We've already found all the big, shallow, high porosity fields. Now we're looking for fields that are deep, small or low porosity (or all three).
ROCK
Thanks for the comeback, you and those responding to your post have shed a lot of light in a most compact fashion.
Heading Out, thank you for such an informative post. I am not an engineer, far from it, but i continue to learn, and my daughter graduates this december from University of Texas with a degree in geology. not sure where she got those smarts from. anyway, i'd like to talk about the haynesville shale, specifically horizontal wells. a seismic was recently conducted on my land, and the geologist look at that seismic data to determine where to drill. when the spot has been chosen, which it has, they plan to drill about 4 miles in length. i think that was the # given. it might be more like 4800 ft long. anyway, i am aware that the hydraulic fracturing process includes lots (millions of gallons)of water, but the haynesville shale has been giving a very high first year depletion rate, somewhere in the range of 80% plus or minus 10 the first year. Question: why can't the drillers stop after 3 or 4 months when the flow rate drops and re-frac or set small charges along the length of the well line to capture the other trapped oil/gas in the rock around the length of the well? I am not sure if they do anymore fracing after the initial frac job to start the flow. would it be detrimental to the well casing if they did that?

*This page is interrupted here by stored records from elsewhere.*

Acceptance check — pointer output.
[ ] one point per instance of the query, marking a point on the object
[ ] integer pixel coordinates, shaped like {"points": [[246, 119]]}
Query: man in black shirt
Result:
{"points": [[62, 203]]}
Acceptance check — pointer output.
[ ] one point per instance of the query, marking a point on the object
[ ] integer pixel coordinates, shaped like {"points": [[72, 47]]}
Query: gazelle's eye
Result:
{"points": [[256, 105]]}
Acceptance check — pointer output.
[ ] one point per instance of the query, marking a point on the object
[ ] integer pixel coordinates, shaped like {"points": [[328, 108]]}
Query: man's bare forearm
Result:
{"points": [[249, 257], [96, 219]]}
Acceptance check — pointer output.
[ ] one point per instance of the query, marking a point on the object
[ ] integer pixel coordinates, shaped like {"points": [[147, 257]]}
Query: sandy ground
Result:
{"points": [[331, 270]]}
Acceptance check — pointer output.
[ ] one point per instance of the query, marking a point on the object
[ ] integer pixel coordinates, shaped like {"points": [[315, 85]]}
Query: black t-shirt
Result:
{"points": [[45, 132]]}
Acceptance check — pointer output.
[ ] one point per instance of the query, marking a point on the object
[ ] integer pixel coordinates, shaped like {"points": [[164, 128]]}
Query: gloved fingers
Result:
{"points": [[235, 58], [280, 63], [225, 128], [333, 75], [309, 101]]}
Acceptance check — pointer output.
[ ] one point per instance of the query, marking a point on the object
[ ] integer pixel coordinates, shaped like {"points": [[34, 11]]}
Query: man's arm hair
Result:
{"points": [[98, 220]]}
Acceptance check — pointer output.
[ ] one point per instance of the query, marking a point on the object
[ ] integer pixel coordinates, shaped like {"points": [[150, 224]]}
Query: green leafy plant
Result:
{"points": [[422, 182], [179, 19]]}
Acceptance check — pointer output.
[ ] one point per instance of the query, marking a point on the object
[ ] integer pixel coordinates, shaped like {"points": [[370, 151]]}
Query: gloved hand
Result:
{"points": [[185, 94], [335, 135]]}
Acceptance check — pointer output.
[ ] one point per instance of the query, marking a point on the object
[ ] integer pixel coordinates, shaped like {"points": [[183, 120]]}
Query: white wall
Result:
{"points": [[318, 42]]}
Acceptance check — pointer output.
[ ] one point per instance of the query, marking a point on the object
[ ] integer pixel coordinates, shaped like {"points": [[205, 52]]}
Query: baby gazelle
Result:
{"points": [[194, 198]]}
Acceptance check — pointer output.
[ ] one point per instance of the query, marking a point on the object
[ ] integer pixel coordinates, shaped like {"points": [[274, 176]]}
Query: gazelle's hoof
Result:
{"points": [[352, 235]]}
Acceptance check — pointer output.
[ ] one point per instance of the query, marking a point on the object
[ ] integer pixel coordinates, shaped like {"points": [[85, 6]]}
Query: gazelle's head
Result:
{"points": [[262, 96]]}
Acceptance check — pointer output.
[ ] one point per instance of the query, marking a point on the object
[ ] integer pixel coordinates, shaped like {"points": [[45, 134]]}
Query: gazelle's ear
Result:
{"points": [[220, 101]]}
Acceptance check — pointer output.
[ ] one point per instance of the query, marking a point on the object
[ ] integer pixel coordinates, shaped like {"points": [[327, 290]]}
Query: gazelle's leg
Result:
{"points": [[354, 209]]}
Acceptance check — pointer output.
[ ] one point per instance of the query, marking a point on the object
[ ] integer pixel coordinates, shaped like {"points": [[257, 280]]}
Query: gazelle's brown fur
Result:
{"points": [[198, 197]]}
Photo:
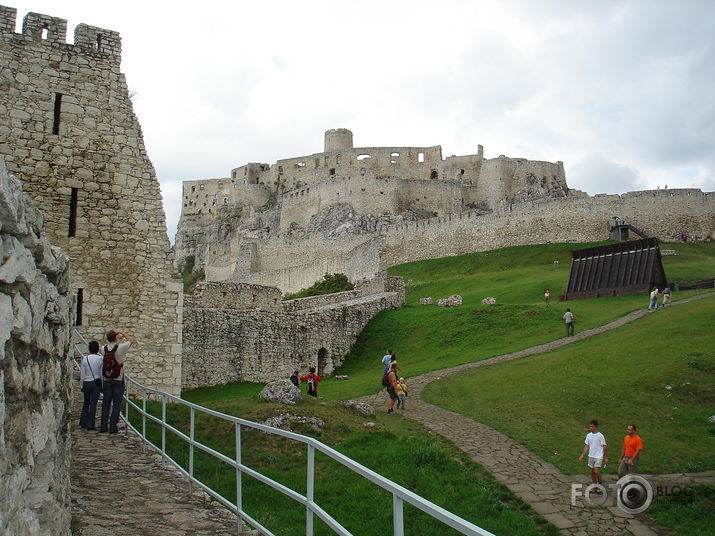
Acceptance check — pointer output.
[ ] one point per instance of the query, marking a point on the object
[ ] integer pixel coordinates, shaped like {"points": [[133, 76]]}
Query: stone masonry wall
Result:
{"points": [[35, 371], [660, 213], [69, 133], [223, 345]]}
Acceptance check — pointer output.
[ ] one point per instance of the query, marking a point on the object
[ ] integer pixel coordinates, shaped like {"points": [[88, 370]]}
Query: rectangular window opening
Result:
{"points": [[73, 214], [58, 111], [80, 303]]}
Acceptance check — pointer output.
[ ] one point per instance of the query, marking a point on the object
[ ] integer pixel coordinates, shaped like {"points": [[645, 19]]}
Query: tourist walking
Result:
{"points": [[401, 391], [597, 449], [392, 382], [653, 304], [311, 382], [631, 452], [667, 295], [568, 320], [90, 381], [114, 352], [386, 361]]}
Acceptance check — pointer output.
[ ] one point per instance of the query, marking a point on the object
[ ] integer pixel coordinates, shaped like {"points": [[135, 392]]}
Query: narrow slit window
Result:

The easiest time to work on a well is when it is first put in, and all the equipment and access are readily available. One of the technical breakthroughs that I will write about as the series continues relates to horizontal wells, and the multiple fracing tools that are now available.
Frac spacing and the lengths achieved and performance are all going to be controlled by the circumstance at that particular well.
On the other hand wells are worked over after production, if the perceived result covers the cost of the treatment, but again it comes down to return on investment.
thank you for your input, i look forward to seeing more of your posts.